Acting with integrity is a critical element in gaining trust. This involves being honest with your words, consistent in your actions and keeping your promises. As stated above, meeting your commitments is the bedrock of trust in a business environment. There will be circumstances however when promises may have to be broken and you may need to disappoint your boss, team members or colleagues. This can be due to unforeseen circumstances or a deliberate change in plans for a good reason. To minimize the loss of trust, communicate the change with honesty and transparency. Show that you are not acting from a personal agenda, but for the good of your team and the organization. When tough decisions need to be made and a promise must be broken, spend the time to explain the reasons and take responsibility for your actions. If there was a shortfall in performance, you need to fess up and describe how you plan on correct the problem in the future.

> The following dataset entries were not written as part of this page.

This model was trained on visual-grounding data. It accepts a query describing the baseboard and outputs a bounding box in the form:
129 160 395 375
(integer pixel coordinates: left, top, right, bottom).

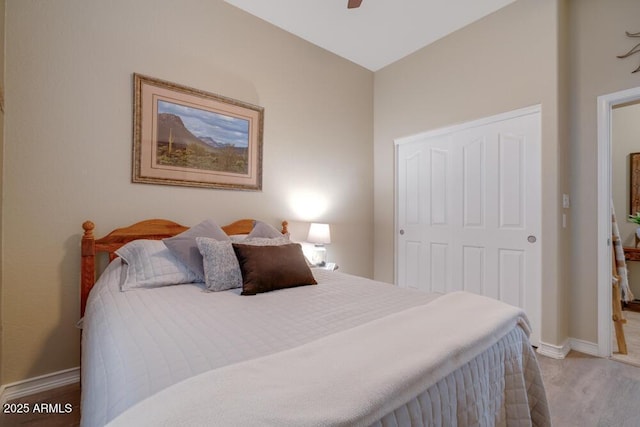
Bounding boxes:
569 338 602 357
0 368 80 405
538 340 571 359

In addition to keeping your promises, trust involves a high degree of honesty and consistency in your behavior. Never underestimate how closely you are watched and your actions monitored. Are your words and statements the same from day to day, week to week? Are they the same regardless of which team member or groups you talk to? Are they the same both in public and private? There is an authenticity that you emanate when your words and deeds are consistent over time and place. If you have to change a decision that you have made publicly, you need to spend time and effort explaining why you have changed your mind based on new information and circumstances. This is the antithesis of politicians who as we all know are not noted for their authenticity and trustworthiness.

Show concern for others

Last but certainly not least is to demonstrate genuine care for your team and colleagues. At a fundamental level, we all trust only those people who we think care about us both professionally and personally. Too many leaders treat their team members as objects or “human resources” (I term which I intensely dislike) rather than people and spend way too little time coaching them. When I finally matured enough mid-way through my career and began to understand that I was only as good as the people who worked for me; the trust level of my team greatly improved, and my effectiveness skyrocketed. I now believe that gaining trust is so important that in my leadership workshops and consulting assignments, I give as much time to coaching development that I give to leading the strategy and managing the execution.

One of the signs of a good leader is the ability to describe, in detail, the specific talents of his or her team members and capitalize on those talents to find the right fit with the available assignments. The more you know about what drives each team member and how each one thinks, the higher the likelihood that you will be able to coach them properly. A leader needs to be a catalyst, turning top talent into performance. Caring about a team member’s future and coaching him or her to achieve their professional goals goes a long way to building trust. This means mentoring as well as coaching; finding the right fit where the team member will be most productive and happy rather than just climbing the next rung on the organizational ladder.

Finally, on a personal level, understanding a team member’s personal circumstances and how they may be affecting his or her professional performance is an important part of showing concern. Too often leaders make assumptions about performance without considering personal circumstances, which can lead to faulty decisions that adversely affect team members. The more aware you are about the reasons behind a person’s behavior, the more likely you are to make the right decisions on his or her behalf.

Caring about the well-being of your team members and helping them in achieving high performance will not only build trust but also loyalty making your next initiative that much easier. Current team members will be willing and anxious to follow you to your next initiative and also spread the word that you are a trustworthy leader worth following.